Quand la rue chasse le « roi »

 

         Cela faisait si longtemps que ce n'était pas arrivé, que la rue chasse le tyran. C'en était devenu un mythe, mais quand il se réalise, même un instant, juste le temps de le faire fuir, cela réchauffe le cœur et relance la confiance dans l'humaine condition: les gens peuvent supporter l'humiliation, l'indignité, et un beau jour ça éclate, parce qu'un jeune homme leur met sous le nez l'évidence: il se donne la mort pour dire que ce n'est pas une vie; geste rare dans ces cultures où la joie de vivre est un repère.

         Donc bravo à ce petit peuple tunisien qui ne s'en est pas laissé conter, et qui a pris au mot ce tyran: il avait promis son départ… dans trois ans. Comment mieux dire qu'il s'est perçu comme une plaie saignante, mais où lui et les siens avaient encore de quoi sucer?

         Espérons que cette foule fera autre chose que changer de Maître. On se souvient du philosophe Michel Foucault, si enthousiaste quand l'Iran fit fuir son Shah, qu'il exalta non sans lyrisme la beauté du "tous contre un". Et ce fut encore un, qui les captura "tous", qu'ils l'aient voulu ou non. Espérons que cette fois-ci ils soient tous contraints à une certaine pluralité, qui inclut toutes les tendances; et pourquoi pas les "intégristes" si leur tendance existe? N'est-ce pas en les refoulant qu'on les reçoit en pleine figure à chaque "tournant"?

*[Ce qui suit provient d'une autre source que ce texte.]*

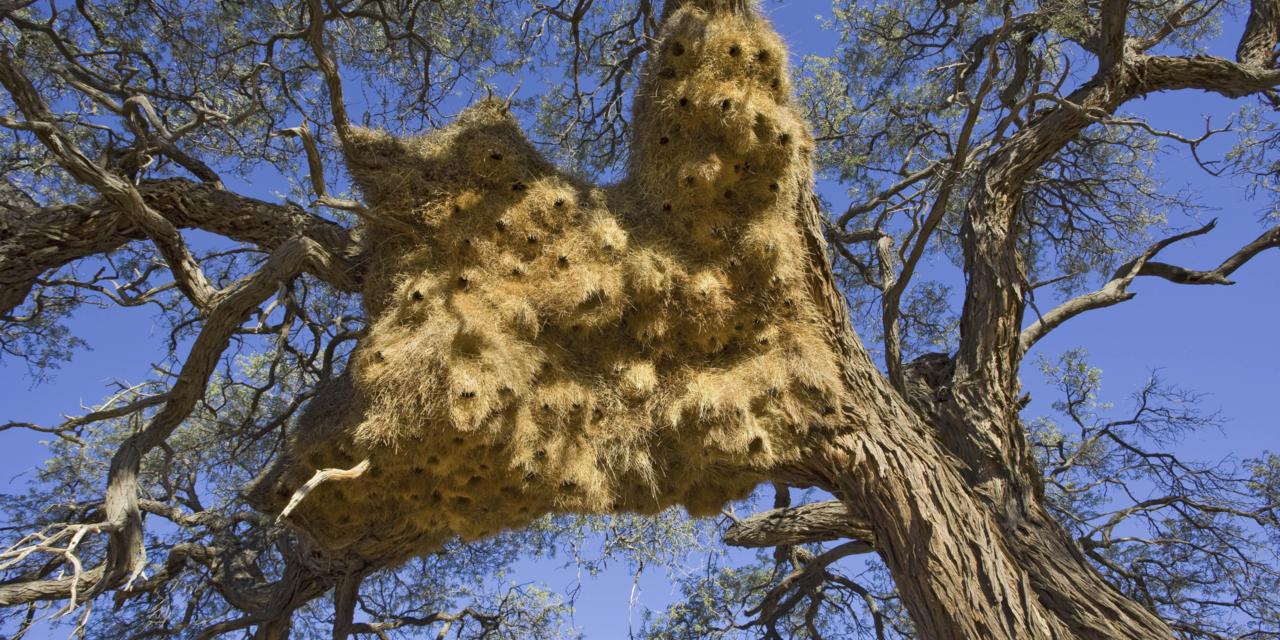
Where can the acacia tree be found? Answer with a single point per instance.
(967, 126)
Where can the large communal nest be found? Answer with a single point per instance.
(542, 344)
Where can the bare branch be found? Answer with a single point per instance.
(1115, 289)
(816, 522)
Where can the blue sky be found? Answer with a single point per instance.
(1220, 341)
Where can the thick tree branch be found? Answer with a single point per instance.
(816, 522)
(40, 241)
(1261, 32)
(186, 269)
(122, 515)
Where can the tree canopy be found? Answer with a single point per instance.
(988, 178)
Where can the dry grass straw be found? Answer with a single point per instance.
(543, 346)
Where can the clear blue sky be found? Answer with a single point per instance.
(1220, 341)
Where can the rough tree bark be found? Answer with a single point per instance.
(931, 471)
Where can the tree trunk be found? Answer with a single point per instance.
(970, 551)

         Donc, espérons qu'il y ait moins d'"unanimisme", y compris dans les réactions de l'Europe; de la France notamment. Car déjà un consensus "coupable" s'impose, du style: "Nous n'avons pas soutenu ce peuple, nous avons cru ou fait croire que ce n'était pas un dictateur, alors nous n'avons rien à dire, pas de conseil à donner, nous sommes à l'écoute du peuple tunisien, c'est à lui de nous dire ce qu'il veut de nous, ce qu'il attend…". C'est vrai que l'Etat français et ses rouages, ont été calculateurs, pleins de rouerie jusqu'au bout: On accueille ce type? Est-ce que ça nous rapporte? Non? Est-ce que ça peut nous coûter? Oui? Alors on le lâche. Lui qu'on a soutenu sous le meilleur des prétextes – rempart au fanatisme (comme s'il n'y avait pas un éventail de fanatismes, entre celui des fondamentalistes et celui de la rapacité). C'est vrai que "la France" a été calculatrice, mais que pouvait-on attendre d'"elle"? Etait-ce la France toute? Toute la France? Beaucoup n'en pensaient pas moins, mais n'allaient quand même pas renverser le gouvernement pour son soutien à Ben Ali. Il soutient tant d'autres injustices et on ne le renverse pas. Et ceux qui le renverseront soutiendront, peut-être, des injustices assez très voisines.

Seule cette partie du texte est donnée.